I was having a lot of contractions the following week and went into the midwife to be seen. She assured me things looked good and the monitor did not show anything to worry about but she did a cervical exam just to be safe and found that my cervix wasn't right. I was only 20 weeks, this shouldn't happen until 35-40 weeks. She sent me to a specialist for a special kind of ultrasound to measure the length of my cervix. They could not get me in for a couple days so I waited. I was sure something was wrong. On the day of the appointment my husband had to work so I went by myself. I sat in the seat as the tech put a giant plastic condom on a freaky looking anal probe and informed me that this ultrasound is going to be done from the inside. She begins the exam talking me through it, things are looking good, she's making conversation, takes a couple of measurements, then says, that can't be right, re takes measurements, then doesn't say another word for the rest of the exam. She leaves me for what feels like eternity while I sit there and prepare for the worst.
The doctor came in with news and two new diagnoses incompetent cervix, and polyhydramnios. The first means that my cervix is not holding up to the demands of pregnancy and it is critically "thinning." The way mine measured at that point the doctor told me that I would not make it to my due date. The new goal for me would be 35 weeks. I was destined for medications, bedrest, weekly ultrasounds, and possible fetal loss. The other diagnosis meant that I had more amniotic fluid than was normal. Babies drink the amniotic fluid for nutrients and then they excrete into it to make more so your fluid leves should remain fairly constant. They had no reason that they could see as to why I had so much. They gave me statistics about what could cause this, since I already aced my glucose test that ruled out the most likely culprit.
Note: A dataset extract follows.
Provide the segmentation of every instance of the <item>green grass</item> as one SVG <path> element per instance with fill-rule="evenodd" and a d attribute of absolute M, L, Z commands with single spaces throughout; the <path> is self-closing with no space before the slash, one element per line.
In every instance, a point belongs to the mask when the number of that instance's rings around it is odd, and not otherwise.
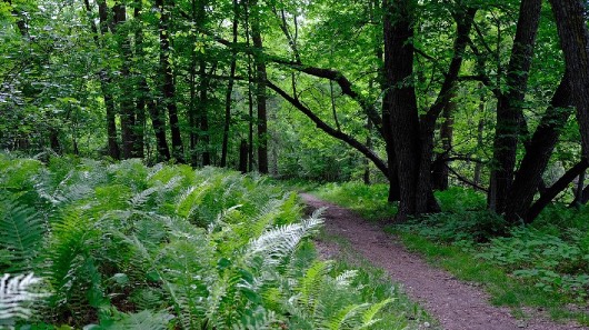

That left idiopathic (we have know idea why) or serious genetic or structural disease not previosly seen on US (about 10% chance). But the other problem was that all of this excess fluid was filling up my uterus putting even more pressure on my fragile cervix. So I went home with a book full of pamphlets about these new changes and I was ordered to take it easy for now. All I heard was high risk for fetal loss and 1 in 10 chance of severe genetic disease. I couldn't rush fast enough to begin building that wall again.
I continued to go for weekly ultrasounds and my cervix got worse and worse. Then at one appointment she did a cervical check. I was dilated 1cm at 27 weeks. She wanted me to go to the birth center for some medicine. Meanwhile she hooked me to the monitor just to see what was going on. I was having contractions every 3 minutes. This could be it, I was in labor.